There is some evidence that a small fraction of the Type Ic supernovae may be the progenitors of gamma ray bursts (GRBs); in particular, Type Ic supernovae that have broad spectral lines corresponding to high-velocity outflows are thought to be strongly associated with GRBs. However, it is also hypothesized that any hydrogen-stripped Type Ib or Ic supernova could be a GRB, dependent upon the geometry of the explosion. In any case, astronomers believe that most Type Ib, and probably Type Ic as well, result from core collapse in stripped, massive stars, rather than from the thermonuclear runaway of white dwarfs.

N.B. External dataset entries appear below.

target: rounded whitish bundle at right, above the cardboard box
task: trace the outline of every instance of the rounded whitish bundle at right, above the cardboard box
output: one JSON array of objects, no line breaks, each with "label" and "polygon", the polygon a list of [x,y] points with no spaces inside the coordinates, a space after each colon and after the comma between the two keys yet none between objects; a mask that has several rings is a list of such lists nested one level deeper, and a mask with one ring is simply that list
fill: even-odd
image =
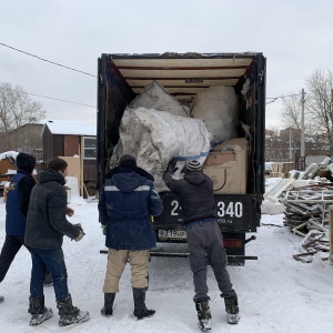
[{"label": "rounded whitish bundle at right, above the cardboard box", "polygon": [[239,104],[232,87],[210,87],[196,93],[191,117],[201,119],[213,134],[212,143],[238,137]]}]

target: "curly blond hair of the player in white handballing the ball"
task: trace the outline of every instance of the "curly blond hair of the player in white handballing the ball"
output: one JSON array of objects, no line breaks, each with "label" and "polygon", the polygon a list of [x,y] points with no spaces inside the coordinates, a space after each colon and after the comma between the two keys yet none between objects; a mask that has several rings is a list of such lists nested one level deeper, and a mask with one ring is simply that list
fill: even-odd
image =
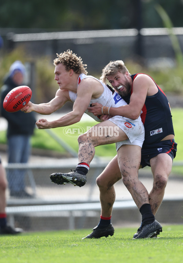
[{"label": "curly blond hair of the player in white handballing the ball", "polygon": [[77,57],[76,54],[72,52],[72,50],[68,49],[67,51],[56,54],[58,58],[54,59],[54,65],[58,65],[59,63],[62,63],[65,66],[65,69],[69,71],[70,69],[73,69],[75,73],[84,73],[85,75],[88,74],[86,71],[86,64],[83,64],[83,61],[81,57]]}]

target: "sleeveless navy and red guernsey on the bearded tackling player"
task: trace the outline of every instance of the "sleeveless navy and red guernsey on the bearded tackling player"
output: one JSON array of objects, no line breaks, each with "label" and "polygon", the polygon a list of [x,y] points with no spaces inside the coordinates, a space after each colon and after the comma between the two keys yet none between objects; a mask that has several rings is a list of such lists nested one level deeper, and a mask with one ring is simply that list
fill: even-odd
[{"label": "sleeveless navy and red guernsey on the bearded tackling player", "polygon": [[[133,81],[138,74],[131,75]],[[154,83],[156,84],[155,81]],[[152,96],[146,96],[145,104],[142,108],[141,119],[145,128],[144,144],[157,143],[167,135],[174,134],[169,102],[166,95],[157,84],[156,87],[158,88],[158,92]],[[131,93],[132,92],[133,86]],[[121,97],[129,104],[130,96],[131,94]]]}]

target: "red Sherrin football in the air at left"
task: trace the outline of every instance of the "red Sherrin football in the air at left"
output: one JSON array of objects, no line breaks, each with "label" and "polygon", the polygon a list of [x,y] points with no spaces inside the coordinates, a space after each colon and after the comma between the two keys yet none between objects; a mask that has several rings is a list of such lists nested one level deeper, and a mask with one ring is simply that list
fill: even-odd
[{"label": "red Sherrin football in the air at left", "polygon": [[11,90],[3,101],[3,108],[7,112],[17,112],[21,110],[32,96],[32,91],[28,86],[19,86]]}]

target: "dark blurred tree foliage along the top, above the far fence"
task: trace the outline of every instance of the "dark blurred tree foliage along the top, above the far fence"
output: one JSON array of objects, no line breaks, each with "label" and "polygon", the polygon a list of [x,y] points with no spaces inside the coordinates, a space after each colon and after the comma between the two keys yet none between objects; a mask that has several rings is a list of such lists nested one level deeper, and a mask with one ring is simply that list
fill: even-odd
[{"label": "dark blurred tree foliage along the top, above the far fence", "polygon": [[0,25],[49,31],[136,28],[142,17],[142,27],[163,27],[154,8],[157,3],[174,27],[182,27],[183,0],[8,0],[1,3]]}]

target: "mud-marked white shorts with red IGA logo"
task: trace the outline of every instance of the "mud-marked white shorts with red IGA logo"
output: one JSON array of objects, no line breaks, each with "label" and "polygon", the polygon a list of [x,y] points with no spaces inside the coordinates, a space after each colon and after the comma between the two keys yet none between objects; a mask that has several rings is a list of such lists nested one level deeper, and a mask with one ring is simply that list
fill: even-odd
[{"label": "mud-marked white shorts with red IGA logo", "polygon": [[118,126],[128,136],[127,140],[116,143],[116,150],[124,144],[138,145],[142,147],[145,131],[140,117],[135,120],[130,120],[121,116],[114,116],[110,118],[109,121],[116,124],[116,126]]}]

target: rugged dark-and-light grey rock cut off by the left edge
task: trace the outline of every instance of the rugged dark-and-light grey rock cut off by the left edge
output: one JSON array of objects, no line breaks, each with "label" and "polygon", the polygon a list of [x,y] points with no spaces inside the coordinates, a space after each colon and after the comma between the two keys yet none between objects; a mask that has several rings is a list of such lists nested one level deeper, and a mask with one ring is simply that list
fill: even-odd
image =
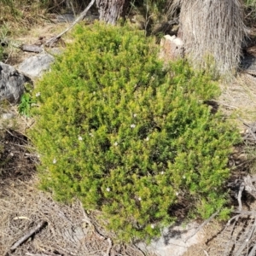
[{"label": "rugged dark-and-light grey rock cut off by the left edge", "polygon": [[19,73],[15,67],[0,61],[0,101],[19,102],[24,92],[24,84],[28,81],[29,79]]}]

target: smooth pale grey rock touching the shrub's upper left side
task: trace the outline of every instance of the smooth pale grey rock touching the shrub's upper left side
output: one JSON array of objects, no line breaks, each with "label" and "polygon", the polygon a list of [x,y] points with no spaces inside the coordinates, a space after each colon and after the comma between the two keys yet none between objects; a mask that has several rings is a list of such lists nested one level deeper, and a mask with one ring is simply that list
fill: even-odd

As they are formed from rare, very massive stars, the rate of Type Ib and Ic supernova occurrence is much lower than the corresponding rate for Type II supernovae. They normally occur in regions of new star formation, and are extremely rare in elliptical galaxies. Because they share a similar operating mechanism, Type Ibc and the various Type II supernovae are collectively called core-collapse supernovae. In particular, Type Ibc may be referred to as stripped core-collapse supernovae.

==Light curves==
The light curves (a plot of luminosity versus time) of Type Ib supernovae vary in form, but in some cases can be nearly identical to those of Type Ia supernovae. However, Type Ib light curves may peak at lower luminosity and may be redder. In the infrared portion of the spectrum, the light curve of a Type Ib supernova is similar to a Type II-L light curve. Type Ib supernovae usually have slower decline rates for the spectral curves than Ic.

Type Ia supernovae light curves are useful for measuring distances on a cosmological scale. That is, they serve as standard candles. However, due to the similarity of the spectra of Type Ib and Ic supernovae, the latter can form a source of contamination of supernova surveys and must be carefully removed from the observed samples before making distance estimates.